The US House Select Committee on the Strategic Competition Between the United States and the Chinese Communist Party, newly formed in January, held its first committee hearing on February 28, 2023 with a focus on human rights. The prime-time evening hearing, a three-hour event, took place amidst rising tensions between the US and China.
“This is not a polite tennis match. This is an existential struggle over what life will look like in the 21st century – and the most fundamental freedoms are at stake,” Representative Mike Gallagher, Republican chairman of the House of Representatives Select Committee on the Chinese Communist Party (CCP), said as he opened the hearing.
Tuesday’s hearing had four witnesses: H.R. McMaster, former Republican President Donald Trump’s national security adviser; Matt Pottinger, former deputy national security adviser to Trump; Tong Yi, a human rights activist; and Scott Paul, president of the Alliance for American Manufacturing.
Pottinger advocated for the US government to work with American technology firms and help people in China to “punch holes in the great Chinese firewall.” “In the US, we need to face the fact that we have helped feed the baby dragon of the CCP until it has grown into what it now is,” said Tong Yi.
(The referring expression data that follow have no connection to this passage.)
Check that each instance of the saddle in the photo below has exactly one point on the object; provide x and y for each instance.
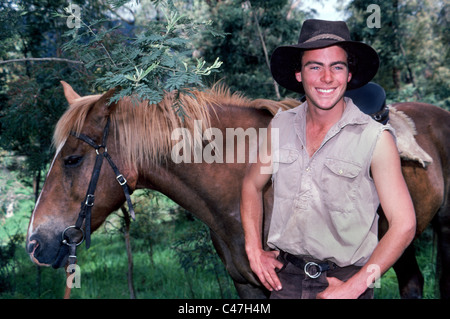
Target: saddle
(371, 99)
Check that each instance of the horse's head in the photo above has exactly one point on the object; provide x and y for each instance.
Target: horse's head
(71, 171)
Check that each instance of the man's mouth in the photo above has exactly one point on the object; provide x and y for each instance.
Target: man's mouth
(325, 91)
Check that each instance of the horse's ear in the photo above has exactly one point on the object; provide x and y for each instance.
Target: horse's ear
(69, 93)
(104, 99)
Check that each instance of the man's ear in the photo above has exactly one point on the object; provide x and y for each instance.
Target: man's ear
(69, 93)
(298, 76)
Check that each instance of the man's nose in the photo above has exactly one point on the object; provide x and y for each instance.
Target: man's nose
(327, 76)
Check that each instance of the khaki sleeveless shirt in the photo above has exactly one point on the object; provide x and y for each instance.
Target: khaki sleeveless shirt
(325, 206)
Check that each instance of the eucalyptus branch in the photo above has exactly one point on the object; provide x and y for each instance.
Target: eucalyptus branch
(41, 59)
(72, 15)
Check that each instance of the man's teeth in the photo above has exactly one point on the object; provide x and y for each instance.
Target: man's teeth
(325, 91)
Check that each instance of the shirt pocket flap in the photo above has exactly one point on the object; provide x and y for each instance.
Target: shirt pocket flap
(343, 168)
(286, 156)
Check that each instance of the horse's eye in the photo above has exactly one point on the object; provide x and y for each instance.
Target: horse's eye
(72, 161)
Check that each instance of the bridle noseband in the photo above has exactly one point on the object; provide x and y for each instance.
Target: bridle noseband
(88, 203)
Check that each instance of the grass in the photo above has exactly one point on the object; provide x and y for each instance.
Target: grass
(159, 238)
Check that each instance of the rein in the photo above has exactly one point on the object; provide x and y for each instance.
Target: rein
(88, 203)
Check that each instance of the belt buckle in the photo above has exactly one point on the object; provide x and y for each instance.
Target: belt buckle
(312, 264)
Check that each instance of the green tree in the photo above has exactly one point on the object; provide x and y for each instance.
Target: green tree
(253, 30)
(413, 46)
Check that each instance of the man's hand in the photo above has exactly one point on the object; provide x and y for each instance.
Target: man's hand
(263, 264)
(338, 289)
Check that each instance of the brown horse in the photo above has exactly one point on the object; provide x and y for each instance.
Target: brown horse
(144, 143)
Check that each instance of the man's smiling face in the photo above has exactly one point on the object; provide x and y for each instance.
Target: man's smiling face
(324, 75)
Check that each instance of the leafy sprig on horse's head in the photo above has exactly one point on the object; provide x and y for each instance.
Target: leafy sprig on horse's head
(142, 63)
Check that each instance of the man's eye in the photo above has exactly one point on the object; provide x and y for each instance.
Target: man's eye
(72, 161)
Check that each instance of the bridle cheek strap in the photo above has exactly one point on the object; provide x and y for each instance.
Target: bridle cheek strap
(88, 203)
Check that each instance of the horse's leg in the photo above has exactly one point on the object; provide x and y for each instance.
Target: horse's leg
(442, 228)
(249, 291)
(409, 277)
(242, 281)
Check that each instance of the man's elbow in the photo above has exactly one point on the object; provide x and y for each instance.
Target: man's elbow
(409, 227)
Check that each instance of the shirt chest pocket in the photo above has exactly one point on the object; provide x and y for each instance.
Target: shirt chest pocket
(286, 171)
(340, 183)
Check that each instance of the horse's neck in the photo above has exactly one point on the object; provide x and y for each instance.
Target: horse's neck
(208, 189)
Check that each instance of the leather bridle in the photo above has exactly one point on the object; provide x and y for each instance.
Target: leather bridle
(88, 203)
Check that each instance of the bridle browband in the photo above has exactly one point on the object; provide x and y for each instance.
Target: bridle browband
(88, 203)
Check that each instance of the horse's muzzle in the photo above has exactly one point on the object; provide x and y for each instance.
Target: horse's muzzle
(54, 254)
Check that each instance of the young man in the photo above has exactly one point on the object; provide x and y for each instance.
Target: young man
(331, 168)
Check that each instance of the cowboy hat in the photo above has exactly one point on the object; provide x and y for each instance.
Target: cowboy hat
(317, 34)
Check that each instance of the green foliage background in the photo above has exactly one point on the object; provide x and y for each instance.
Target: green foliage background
(147, 47)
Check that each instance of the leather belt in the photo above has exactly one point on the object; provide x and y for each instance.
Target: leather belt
(312, 269)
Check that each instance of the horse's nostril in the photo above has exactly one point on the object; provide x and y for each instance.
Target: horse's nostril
(32, 245)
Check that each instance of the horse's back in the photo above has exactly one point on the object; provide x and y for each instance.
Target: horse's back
(428, 186)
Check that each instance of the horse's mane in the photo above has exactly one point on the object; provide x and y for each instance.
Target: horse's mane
(146, 138)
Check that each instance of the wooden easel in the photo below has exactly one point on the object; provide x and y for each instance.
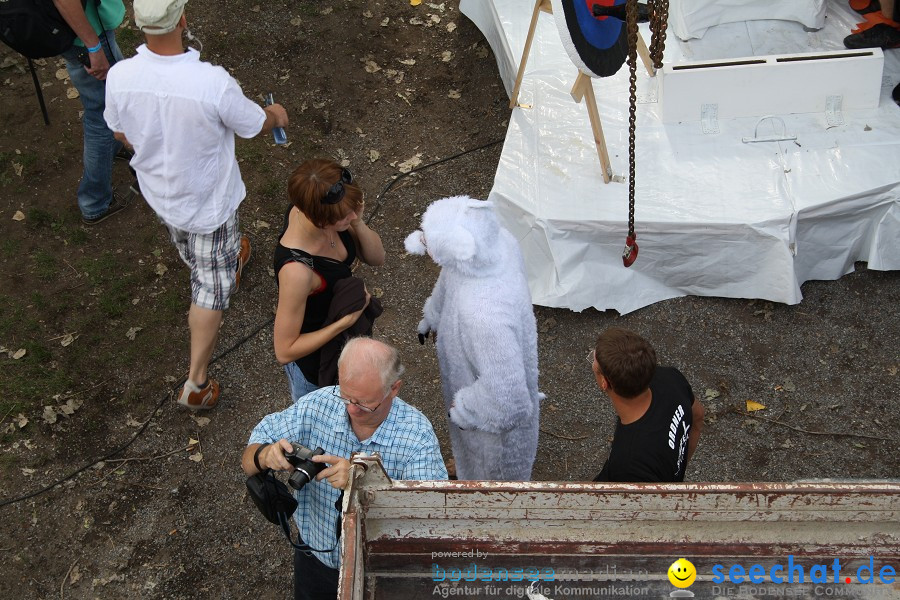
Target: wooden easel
(582, 87)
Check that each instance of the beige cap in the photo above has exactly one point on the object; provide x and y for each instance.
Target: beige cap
(157, 17)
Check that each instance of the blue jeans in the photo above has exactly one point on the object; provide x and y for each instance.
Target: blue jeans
(299, 384)
(100, 147)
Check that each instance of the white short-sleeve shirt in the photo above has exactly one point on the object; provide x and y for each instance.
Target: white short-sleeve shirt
(181, 116)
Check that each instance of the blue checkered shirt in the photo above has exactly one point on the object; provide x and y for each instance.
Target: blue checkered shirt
(405, 440)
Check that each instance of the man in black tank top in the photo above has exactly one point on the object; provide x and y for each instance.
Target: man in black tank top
(659, 420)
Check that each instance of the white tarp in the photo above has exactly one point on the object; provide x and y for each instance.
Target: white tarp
(714, 216)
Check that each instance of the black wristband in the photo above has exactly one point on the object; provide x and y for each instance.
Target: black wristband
(256, 457)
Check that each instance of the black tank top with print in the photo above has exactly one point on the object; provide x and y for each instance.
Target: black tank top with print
(317, 304)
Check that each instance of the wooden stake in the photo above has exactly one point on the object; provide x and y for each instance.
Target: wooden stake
(583, 90)
(539, 5)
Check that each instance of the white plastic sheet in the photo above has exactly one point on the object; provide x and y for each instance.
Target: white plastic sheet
(691, 18)
(714, 216)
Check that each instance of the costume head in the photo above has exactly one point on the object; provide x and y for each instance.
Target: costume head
(158, 17)
(459, 233)
(324, 191)
(626, 360)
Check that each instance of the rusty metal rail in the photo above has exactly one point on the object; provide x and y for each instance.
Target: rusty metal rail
(400, 536)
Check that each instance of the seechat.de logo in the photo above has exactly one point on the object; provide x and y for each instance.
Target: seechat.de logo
(682, 573)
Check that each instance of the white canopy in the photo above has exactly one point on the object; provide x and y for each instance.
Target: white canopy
(714, 216)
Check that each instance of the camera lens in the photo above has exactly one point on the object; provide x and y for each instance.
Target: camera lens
(299, 478)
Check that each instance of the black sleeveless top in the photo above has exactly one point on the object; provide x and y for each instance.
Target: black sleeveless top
(317, 304)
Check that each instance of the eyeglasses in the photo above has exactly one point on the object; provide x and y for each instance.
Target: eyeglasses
(357, 403)
(336, 192)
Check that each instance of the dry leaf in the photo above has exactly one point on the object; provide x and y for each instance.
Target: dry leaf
(49, 415)
(70, 407)
(754, 406)
(408, 165)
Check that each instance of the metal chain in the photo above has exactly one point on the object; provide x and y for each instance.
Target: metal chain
(659, 19)
(632, 32)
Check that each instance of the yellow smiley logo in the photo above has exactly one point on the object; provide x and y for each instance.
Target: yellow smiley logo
(682, 573)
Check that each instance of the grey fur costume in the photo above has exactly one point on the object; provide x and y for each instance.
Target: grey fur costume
(481, 310)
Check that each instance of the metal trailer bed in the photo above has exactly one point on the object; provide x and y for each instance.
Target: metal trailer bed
(480, 539)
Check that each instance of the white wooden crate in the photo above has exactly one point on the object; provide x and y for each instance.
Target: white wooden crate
(772, 85)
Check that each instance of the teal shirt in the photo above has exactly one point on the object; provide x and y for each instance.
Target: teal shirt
(111, 14)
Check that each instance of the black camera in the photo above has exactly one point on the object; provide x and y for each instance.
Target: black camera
(305, 470)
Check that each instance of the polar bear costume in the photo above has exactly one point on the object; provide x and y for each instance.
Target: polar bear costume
(481, 311)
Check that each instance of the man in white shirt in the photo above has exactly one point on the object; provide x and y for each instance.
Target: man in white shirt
(181, 116)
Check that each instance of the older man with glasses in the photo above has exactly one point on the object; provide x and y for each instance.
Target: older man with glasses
(362, 414)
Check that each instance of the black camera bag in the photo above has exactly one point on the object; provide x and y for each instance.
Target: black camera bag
(277, 504)
(271, 497)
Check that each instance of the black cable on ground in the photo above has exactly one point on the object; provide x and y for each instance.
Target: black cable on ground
(397, 178)
(235, 346)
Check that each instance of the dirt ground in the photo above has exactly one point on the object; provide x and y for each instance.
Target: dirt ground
(382, 85)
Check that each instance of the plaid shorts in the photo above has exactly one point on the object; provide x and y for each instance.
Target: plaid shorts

Rep. Raja Krishnamoorthi of Illinois, the committee’s top Democrat, stressed the need to “avoid anti-Chinese or Asian stereotyping at all costs.”
Earlier on February 25, Representative Gallagher and other committee members held a rally outside what US officials call an illegal Chinese Communist Party “police station” in New York.
The select committee, comprised of 13 Republican and 11 Democratic members, will not write legislations, but will draw attention on a range of issues related to China and make policy recommendations.